Every single time I read a poorly written piece of email, news posting, or other electronic communication, I want to go stomp on the writer's head. I don't care if he has a Ph.D. in physics, computer science, or economics, or if he has an IQ of 180. If people can't communicate without typos and misspellings and sentence fragments, they look like morons, and I feel I should treat them as such. I think that every computer should be equipped with a perfect grammar and style detector, and every time someone types something incomprehensible or stupid, then tries to share it in an electronic communications medium, a massive electric shock would be delivered. You'd get one chance to fix all mistakes, then zappo. I realize I'd probably get a few shocks myself, but it'd be worth it to be able to read email and newsgroups without stumbling over the inane musings of pathetic morons.
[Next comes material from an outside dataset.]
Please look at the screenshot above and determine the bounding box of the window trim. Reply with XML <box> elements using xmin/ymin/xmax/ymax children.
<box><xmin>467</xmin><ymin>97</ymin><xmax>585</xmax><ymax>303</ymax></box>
I find it mildly offensive that people find their personal idiosyncrasies such fascinating subjects to talk about. "I eat popcorn one piece at a time." "Oh really? I don't. I shove it in by the handful. The only thing I eat one piece at a time is Skittles." No. This is not an interesting conversation. I think this practice should be illegal. The courts could hire Shirley MacLaine to carry out sentences against violators. She'd talk about her personal idiosyncrasies. It wouldn't just be punishment. It'd be rehabilitation.